ハレルヤとかビバとか南無とか言っていられない状況がロシアを巡ってというか、ウクライナを巡って起きておりますね。

4月8日、岸田総理が会見をして、ロシアに対する制裁の新たな内容を記者会見で発表しています。ちょっと今回は…本気かどうかは分からないけれど、ちょっと今回は重いですね。なぜかというと石炭の禁輸、輸入しないということが入っています。直ちに全量シャットアウトするのではなくて。今、日本は大量の石炭を輸入してそれを発電に使っていることで世界中の環境保護関係の皆様方からきつくお叱りをいただいている国ですけれども、全輸入量のうちの10%くらいですかね、インドネシアがものすごく多いのだと思いますけれど、10%くらいはロシアから来ている。

これ、1億何千万トンという量ですので、その10%、たいしたことないと言えるほど少ない量ではない。

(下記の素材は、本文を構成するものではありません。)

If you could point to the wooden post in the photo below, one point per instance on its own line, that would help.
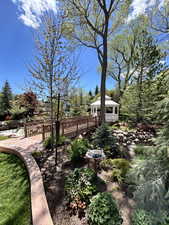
(25, 130)
(57, 129)
(62, 129)
(77, 128)
(95, 121)
(43, 132)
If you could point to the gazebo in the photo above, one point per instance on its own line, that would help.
(112, 109)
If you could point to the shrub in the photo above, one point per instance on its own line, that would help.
(103, 138)
(80, 187)
(119, 168)
(103, 210)
(141, 217)
(78, 150)
(48, 142)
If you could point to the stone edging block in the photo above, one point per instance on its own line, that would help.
(40, 209)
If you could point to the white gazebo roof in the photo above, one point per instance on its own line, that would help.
(108, 102)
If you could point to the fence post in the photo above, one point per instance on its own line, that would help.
(25, 130)
(57, 130)
(96, 121)
(62, 129)
(43, 132)
(77, 128)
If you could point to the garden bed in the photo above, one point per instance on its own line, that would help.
(110, 177)
(15, 204)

これをゼロにするために、輸入先を変えるという意味で岸田総理は言っているようです。これまでエネルギー関係の制裁に踏み込むことについては、自分の首を絞める結果になるだけだということで、政府内部でも躊躇する声というか意見が多かったようですが、さすがに今報じられているような大変な事態がウクライナで生じている、それをなんとか止めようという動きの中では、そうは言っていられなくなったということだと思います。

ただ、それをいわゆる再生可能エネルギーであるとか、あるいは原子力。多分、それも話になってくるのだと思いますけれど、それによって代替するよりは、とりあえず輸入先に増産をしてもらうことはできないかという、そういう話ではないかと想像しているのですが。これ、まだどれくらいのペースで減らしていくのかとか、もちろん代替に関する方策が具体的には出てきていませんので、よく分かりませんけれど、ともかくエネルギー関係の制裁に踏み込んだということは非常に大きい。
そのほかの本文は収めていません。